I’ve watched some of my students being involved in some form of activism for years, but this is on another level: they just got catapulted into the streets. It’s stunning. As a 55-year old woman who’s been an activist for decades, I’m watching them have this sort of seamless ability to speak eloquently and move about and organize effectively around these issues in a way that I’ve never witnessed. It’s amazing.
We know we will never be the same after this moment because everybody is saying that Black Lives Matter. And if it had to be the black people who are the ones that matter right now, may it spill into immigrant rights and Indigenous rights and women’s rights, and queer and disability rights—all of those impulses for freedom and liberation that have been pushing, pushing up against this hard surface. Right now the hard surface has softened. I have to hope this will finally be the moment for furious, massive changes.

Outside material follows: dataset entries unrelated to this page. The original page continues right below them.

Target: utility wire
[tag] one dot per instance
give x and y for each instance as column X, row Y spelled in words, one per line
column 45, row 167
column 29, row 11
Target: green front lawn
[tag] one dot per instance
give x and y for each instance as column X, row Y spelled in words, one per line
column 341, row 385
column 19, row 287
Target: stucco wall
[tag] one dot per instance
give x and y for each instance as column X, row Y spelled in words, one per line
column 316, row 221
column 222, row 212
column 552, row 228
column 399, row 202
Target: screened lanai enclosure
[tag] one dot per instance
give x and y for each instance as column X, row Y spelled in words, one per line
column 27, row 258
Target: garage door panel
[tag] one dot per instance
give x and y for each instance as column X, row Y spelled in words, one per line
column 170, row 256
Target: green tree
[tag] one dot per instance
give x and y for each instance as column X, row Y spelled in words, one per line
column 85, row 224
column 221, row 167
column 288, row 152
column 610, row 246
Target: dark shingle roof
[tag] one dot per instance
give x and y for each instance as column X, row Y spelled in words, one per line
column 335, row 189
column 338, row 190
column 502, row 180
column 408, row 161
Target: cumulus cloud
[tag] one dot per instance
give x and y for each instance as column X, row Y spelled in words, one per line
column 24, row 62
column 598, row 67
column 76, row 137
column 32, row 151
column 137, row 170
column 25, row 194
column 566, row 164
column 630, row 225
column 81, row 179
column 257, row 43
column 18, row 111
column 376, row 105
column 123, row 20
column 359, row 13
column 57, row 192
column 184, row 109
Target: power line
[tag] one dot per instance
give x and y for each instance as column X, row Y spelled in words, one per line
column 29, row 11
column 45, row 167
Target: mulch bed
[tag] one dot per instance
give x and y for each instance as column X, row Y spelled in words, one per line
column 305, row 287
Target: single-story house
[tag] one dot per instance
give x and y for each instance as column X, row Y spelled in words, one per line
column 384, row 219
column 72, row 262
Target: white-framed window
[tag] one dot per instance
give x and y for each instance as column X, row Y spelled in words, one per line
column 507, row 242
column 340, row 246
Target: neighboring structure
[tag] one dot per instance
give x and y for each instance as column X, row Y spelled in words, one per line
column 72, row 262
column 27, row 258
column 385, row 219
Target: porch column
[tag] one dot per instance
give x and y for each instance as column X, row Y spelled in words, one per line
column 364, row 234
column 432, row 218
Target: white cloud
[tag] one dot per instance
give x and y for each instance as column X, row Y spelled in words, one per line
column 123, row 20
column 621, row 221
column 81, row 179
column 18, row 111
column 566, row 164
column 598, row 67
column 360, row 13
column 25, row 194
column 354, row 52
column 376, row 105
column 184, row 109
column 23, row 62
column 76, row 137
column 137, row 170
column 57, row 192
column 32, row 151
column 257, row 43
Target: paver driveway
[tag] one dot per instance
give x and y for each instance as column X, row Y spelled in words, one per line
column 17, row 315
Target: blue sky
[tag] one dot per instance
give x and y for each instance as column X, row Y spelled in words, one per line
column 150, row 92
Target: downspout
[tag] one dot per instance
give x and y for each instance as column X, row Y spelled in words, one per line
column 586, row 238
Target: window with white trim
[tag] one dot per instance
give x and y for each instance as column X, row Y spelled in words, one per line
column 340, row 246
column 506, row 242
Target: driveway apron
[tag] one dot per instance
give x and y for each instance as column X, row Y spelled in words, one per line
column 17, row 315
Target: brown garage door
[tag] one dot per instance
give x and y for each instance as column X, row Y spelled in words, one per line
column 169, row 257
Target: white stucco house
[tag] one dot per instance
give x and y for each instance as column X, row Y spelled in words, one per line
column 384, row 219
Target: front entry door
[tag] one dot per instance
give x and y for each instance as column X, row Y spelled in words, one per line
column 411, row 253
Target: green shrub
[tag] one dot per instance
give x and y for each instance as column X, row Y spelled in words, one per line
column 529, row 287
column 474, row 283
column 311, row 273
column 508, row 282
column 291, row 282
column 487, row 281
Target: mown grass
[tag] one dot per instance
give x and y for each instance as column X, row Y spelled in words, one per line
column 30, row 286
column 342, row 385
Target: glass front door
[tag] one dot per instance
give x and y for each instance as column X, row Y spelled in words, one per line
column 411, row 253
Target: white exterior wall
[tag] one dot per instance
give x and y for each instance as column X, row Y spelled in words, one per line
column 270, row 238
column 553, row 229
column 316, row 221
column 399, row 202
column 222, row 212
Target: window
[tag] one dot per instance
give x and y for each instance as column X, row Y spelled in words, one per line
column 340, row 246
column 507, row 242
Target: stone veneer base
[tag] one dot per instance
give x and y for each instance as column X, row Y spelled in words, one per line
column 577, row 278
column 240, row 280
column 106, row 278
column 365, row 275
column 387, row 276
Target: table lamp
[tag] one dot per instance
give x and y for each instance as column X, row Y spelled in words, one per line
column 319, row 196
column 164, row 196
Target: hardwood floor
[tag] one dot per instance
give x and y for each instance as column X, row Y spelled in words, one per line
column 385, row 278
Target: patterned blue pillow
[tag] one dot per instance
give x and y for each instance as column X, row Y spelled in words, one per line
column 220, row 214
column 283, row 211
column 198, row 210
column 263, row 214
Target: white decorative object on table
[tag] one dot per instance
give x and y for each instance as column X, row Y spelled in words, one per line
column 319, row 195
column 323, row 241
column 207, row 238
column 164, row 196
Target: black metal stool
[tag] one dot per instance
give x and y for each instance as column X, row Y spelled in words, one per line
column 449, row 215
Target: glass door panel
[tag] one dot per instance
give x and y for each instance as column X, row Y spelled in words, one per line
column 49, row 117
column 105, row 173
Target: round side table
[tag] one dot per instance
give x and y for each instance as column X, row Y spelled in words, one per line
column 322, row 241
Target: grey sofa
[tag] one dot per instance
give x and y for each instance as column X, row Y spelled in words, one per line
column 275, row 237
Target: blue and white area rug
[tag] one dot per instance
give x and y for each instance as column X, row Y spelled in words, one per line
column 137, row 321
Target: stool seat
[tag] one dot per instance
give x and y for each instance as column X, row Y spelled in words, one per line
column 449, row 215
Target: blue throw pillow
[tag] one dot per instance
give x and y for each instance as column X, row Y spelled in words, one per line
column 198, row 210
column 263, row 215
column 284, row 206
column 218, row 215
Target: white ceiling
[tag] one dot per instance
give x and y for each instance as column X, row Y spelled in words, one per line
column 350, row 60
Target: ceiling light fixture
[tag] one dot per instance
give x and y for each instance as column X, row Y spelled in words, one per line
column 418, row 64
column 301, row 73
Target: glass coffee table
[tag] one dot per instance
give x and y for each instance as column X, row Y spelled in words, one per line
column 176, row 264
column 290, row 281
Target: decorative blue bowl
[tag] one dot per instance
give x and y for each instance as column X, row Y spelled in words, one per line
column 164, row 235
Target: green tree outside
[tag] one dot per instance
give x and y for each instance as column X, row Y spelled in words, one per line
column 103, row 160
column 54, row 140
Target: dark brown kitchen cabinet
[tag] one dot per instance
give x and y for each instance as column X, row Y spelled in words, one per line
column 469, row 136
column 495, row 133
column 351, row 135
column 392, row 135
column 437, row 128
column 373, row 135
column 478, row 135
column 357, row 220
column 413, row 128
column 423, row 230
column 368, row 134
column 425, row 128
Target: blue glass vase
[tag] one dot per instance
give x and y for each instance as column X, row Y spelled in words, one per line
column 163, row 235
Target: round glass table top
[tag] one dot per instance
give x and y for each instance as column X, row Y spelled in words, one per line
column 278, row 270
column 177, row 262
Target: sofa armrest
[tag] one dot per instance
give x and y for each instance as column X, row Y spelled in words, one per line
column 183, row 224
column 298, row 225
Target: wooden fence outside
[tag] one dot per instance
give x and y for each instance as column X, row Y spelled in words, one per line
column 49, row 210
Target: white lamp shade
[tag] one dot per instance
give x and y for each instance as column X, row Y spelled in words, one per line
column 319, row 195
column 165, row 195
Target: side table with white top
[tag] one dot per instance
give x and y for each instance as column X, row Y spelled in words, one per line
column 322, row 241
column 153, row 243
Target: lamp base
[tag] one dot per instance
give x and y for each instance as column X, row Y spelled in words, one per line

We have to decolonize our bodies, minds and spirits. We have to repair our history and our future by sending healing backwards and forwards in time. We need to use the arts to heal both our ancestors and those who are yet to come.
One remarkable young activist in the company, Isha Clarke, who is now pretty well known and has spoken at Bioneers, confronted Senator Dianne Feinstein at one point about the Green New Deal, and Dianne got irritated and asked Isha how old she was. Isha said: “I’m 16.” “Well you can’t vote for me anyway…” Feinstein replied, and Isha said: “You’re right. I can’t vote for you now, but in 2 years I will be voting.” She did not miss a beat; she stayed right on Diane Feinstein, she wasn’t intimidated at all. She went for it without throwing any shade back in Dianne’s direction. There are kids that graduated from Destiny and became organizers, but Isha became an organizer while she was at Destiny. She was just incredibly smart and fearless and a great organizer from a young age. She has a sophisticated understanding of the intersectionality of environment and race and can win arguments with adults, but she can also explain issues to kids in a way they can understand. The kids out there today are not separating the issues anymore. They totally get that it’s all connected.
POLINA: What would your advice be to young artists right now?
SARAH: I love Toni Cade Bambara’s quote: “The role of the artist is to make the revolution irresistible.” That is our job. The luxury of creating art for art’s sake is over. Art needs to be a piece of the shift that has to happen on this planet. Do it big, do it bold, be radical about it, don’t shy away from loving the body that you’re in, don’t try to fit into a Eurocentric ideal. If you’re a dancer, don’t try to fit into somebody else’s ideal of what you should look like. Dance in the body you live in, and love it. That’s also a revolutionary act: to love the body that you’re in, the skin that you’re in. And connect across differences in order to shift and change the narrative of the colonized mind. That’s our job as artists right now. We have to decolonize our bodies, minds and spirits. We have to repair our history and our future by sending healing backwards and forwards in time. We need to use the arts to heal both our ancestors and those who are yet to come.